Paper Link: BayesRAG: Probabilistic Mutual Evidence Corroboration for Multimodal Retrieval-Augmented Generation
Our core idea is to treat different retrieval models for multimodal data, such as text and images, as a process analogous to multi-sensor fusion. When independent, heterogeneous modality-specific retrieval systems return results with the shared semantics, it's intuitive to increase the confidence of the retrieval results for this semantically consistent tuple.
- Create environment
conda create -n bayesrag python=3.10 -y
conda activate bayesrag- Install with pip
We use langchain as the basic RAG framework and RAG-Anything for building the knowledge-graph.
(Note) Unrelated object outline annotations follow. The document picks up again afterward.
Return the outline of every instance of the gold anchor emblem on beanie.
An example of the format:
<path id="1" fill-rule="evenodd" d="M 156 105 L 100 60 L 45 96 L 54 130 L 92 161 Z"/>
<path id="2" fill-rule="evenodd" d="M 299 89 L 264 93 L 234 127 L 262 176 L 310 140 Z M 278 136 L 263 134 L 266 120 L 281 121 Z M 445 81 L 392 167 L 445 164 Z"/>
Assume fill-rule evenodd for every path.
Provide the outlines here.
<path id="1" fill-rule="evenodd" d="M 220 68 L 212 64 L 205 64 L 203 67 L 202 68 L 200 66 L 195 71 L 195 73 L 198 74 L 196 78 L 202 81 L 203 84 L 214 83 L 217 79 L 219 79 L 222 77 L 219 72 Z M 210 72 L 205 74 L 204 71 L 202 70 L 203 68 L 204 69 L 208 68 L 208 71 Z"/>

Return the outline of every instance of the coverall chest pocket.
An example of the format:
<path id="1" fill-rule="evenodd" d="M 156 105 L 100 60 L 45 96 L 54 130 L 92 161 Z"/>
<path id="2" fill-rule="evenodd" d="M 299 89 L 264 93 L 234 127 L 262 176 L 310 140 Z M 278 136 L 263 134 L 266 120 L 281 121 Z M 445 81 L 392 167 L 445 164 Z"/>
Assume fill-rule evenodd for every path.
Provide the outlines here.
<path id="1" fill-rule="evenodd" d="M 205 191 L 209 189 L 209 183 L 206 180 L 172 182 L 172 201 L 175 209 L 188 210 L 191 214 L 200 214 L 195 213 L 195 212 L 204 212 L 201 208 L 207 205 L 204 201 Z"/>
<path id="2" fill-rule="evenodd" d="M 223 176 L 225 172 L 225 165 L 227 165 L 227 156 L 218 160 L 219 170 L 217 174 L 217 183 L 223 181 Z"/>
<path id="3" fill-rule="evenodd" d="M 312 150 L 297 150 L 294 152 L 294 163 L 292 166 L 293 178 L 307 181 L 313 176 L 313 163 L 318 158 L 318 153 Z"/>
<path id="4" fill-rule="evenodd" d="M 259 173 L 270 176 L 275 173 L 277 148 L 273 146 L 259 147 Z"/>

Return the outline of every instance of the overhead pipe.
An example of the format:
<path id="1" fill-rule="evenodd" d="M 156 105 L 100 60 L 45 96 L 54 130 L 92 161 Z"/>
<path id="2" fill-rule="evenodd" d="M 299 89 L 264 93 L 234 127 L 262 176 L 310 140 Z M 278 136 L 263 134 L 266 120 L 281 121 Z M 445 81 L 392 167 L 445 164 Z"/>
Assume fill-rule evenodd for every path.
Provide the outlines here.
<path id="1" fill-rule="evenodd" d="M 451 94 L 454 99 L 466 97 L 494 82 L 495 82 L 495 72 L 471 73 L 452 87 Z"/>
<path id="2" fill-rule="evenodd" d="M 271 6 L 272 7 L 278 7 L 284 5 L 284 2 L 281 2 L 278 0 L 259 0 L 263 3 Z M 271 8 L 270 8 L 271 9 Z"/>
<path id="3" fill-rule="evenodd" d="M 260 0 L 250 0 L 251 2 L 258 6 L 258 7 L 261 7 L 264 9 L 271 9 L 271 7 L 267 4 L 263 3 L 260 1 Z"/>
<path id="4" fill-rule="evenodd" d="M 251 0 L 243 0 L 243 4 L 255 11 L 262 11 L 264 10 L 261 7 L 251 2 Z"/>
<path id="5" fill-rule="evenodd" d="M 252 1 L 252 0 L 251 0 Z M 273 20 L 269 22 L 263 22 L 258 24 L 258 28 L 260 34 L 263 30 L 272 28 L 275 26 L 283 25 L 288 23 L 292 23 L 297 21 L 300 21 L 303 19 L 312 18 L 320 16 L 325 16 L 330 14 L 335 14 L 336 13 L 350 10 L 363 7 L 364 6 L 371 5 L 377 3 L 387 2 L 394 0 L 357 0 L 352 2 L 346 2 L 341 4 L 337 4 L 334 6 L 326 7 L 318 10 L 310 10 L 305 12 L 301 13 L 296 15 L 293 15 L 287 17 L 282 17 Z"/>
conda run -n bayesrag --live-stream pip install git+https://github.com/illuin-tech/colpali.git
# langchain
conda run -n bayesrag --live-stream pip install langchain langchain-community langchain-text-splitters langchain-core langchain-experimental langchain_huggingface langchain_chroma langchain_openai
conda run -n bayesrag --live-stream pip install mineru open_clip_torch
conda run -n bayesrag --live-stream pip install pydantic lxml matplotlib tiktoken pypdf PyMuPDF pymupdf pillow rank_bm25 'raganything[all]' nest_asyncio pdf2image
conda run -n bayesrag --live-stream pip install sentence_transformers vllmWe use MMLongBench-Doc, Docbench to evaluate our framewrok. You can follow their official instructions to download the datasets and place them in the ./dataset directory. The dataset structure is as follows:
.
├── dataset
│ ├── DocBench
│ │ ├── 0
│ │ ├── 1
│ │ ...
│ └── MMLongBench-Doc
│ ├── data
│ └── documents
├── eval
...We use Qwen3-Embedding-4B as text retrieval model, The OpenCLIP remaped version of PE-Core-bigG-14-448 as image model and colnomic-embed-multimodal-3b to retrieve document screenshots.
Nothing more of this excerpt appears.